The first step is to rinse the pipet with deionized water. Pour deionized water into a beaker. Squeeze the end of the bulb with one hand and gently place the pipet inside it. Apply a gentle downward pressure on the bulb to make an airtight seal, and squeeze out some of the air in the bulb. Place the tip of the pipet into the beaker and ease up on the squeezing to draw water into the pipet until its approximately half full. Have your index finger or thumb ready to quickly place it on the opening of the pipet as soon as you remove the bulb from the pipet. This prevents the water from running out.

Turn the pipet horizontal and gently roll it so the water wets the entire inside surface. Once you're finished rinsing, drain the pipet in the sink.


Before you can use the pipet to transfer your solution, you should rinse it with the solution. Pour the solution into a beaker. Attach the pipet to the bulb as you did in step 1. Place the tip of the pipet into the beaker and draw solution into the pipet by releasing pressure on the bulb. Once it's filled halfway, remove the bulb and quickly place your index finger on top. Turn the pipet horizontal and gently roll it to wet the inside surface. Discard the rinse solution into an appropriate waste container. After one rinsing (or two if desired), the pipet is ready for use.

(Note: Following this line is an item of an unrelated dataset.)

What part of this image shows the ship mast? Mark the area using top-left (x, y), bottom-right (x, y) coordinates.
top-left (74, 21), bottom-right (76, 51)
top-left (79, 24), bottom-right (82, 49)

Make sure you have enough solution in your beaker and have the beaker to which you will transfer the solution handy. As you did in steps 1 and 2, attach the pipet to the bulb to draw the solution into the pipet. Avoid drawing the solution into the bulb. This time you need to draw enough solution so that the meniscus is above the etched mark. Remove the bulb and quickly place your index finger on top of the pipet.

Note that if you don't draw enough solution into the pipet, you may have to squeeze the bulb again at least once to draw in enough solution. Remember to use your finger to hold the solution in.

Remove the pipet from the solution, and wipe the pipet's tapered end with a Kim wipe. Then, holding the pipet in one hand and the waste container in the other, let the tapered end of the pipet touch the edge of the beaker. Bring the meniscus to your eye level and release your finger slightly from the top of the pipet so the meniscus drops slowly to the etched mark. When you think the bottom of the meniscus reaches the etched mark, reassert pressure on the top of the pipet. There should be exactly 10 mL of solution in the pipet.

With the pipet in one hand and the beaker into which you want to transfer the solution in the other, place the tip of the pipet on the edge of the beaker. Remove your index finger from the top of the pipet so the solution flows into the beaker.

After draining the solution into the beaker, you will notice a small amount of liquid in the end of the pipet. Since this pipet is marked 'TD,' meaning 'To deliver,' the small amount of liquid remaining at the tip should not be blown out.


Graduated pipets are filled and drained just like volumetric pipets. Besides 'TD' pipets, there are also 'TC' pipets, meaning 'To contain.' The last drop in a TC pipet needs to be blown out. If you are not sure whether the last drop in a pipet should be blown out or not, look for a 'TD' or 'TC' label on the pipet, or check with your TA or instructor.